Fernando Ulrich20:13

Transcription

China e Estados Unidos seguem retalhando nas tarifas e, assim, escalando as tensões. O que preocupa o mundo inteiro, e os mercados estão em polvorosa: volatilidade extrema.

No Brasil, o dólar voltou a ultrapassar a marca de R$ 6, testando o nível de R$ 6,10 nesta manhã de quarta-feira, dia 9 de abril. E tem algo que está quebrando no sistema. Então, é importante recapitularmos as últimas notícias, declarações e medidas anunciadas desde o último vídeo, que foi publicado na segunda-feira. Tanta coisa aconteceu, parece que já se passaram 7 ou 10 dias. Então, vale a pena trazermos essa atualização.

A grande notícia das últimas horas foi a retaliação da China, ao levar as tarifas para 84%, em resposta às tarifas de 104% de Trump, que também foram anunciadas nos últimos dias. Essa é a situação do momento, mas é interessante observar o comportamento distinto das moedas. Porque, se por um lado as moedas dos emergentes estão sentindo muita pressão – por exemplo, aqui o real brasileiro, que no dia 3 de abril chegou ao patamar de R$ 5,60, já voltou a subir, então, novamente acima de R$ 6 – é uma alta do câmbio de cerca de 9%. É muito rápido e muito intenso. Mas a gente nota o mesmo movimento, por exemplo, na moeda da Índia, num período similar, assim como na moeda do México e de vários outros emergentes.

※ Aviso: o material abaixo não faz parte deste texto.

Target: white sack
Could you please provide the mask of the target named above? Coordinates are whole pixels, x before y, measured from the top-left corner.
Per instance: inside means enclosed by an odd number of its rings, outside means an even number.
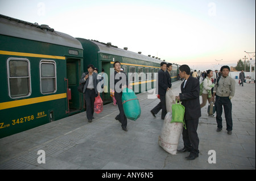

Por outro lado, em relação às moedas dos países desenvolvidos, as principais moedas de reserva, o dólar está perdendo o valor; ele está se depreciando. A começar pelo dólar index, que nos últimos dias caiu, chegou até a testar o nível abaixo de 102. Em relação ao euro, também vem perdendo terreno, o euro se valorizando; libra esterlina se valorizando; iene japonês também se valorizando fortemente, assim como várias outras das principais moedas do planeta. Então, hoje o dólar, ele está se fortalecendo contra os emergentes, inclusive o real, mas se enfraquecendo contra as principais moedas do planeta.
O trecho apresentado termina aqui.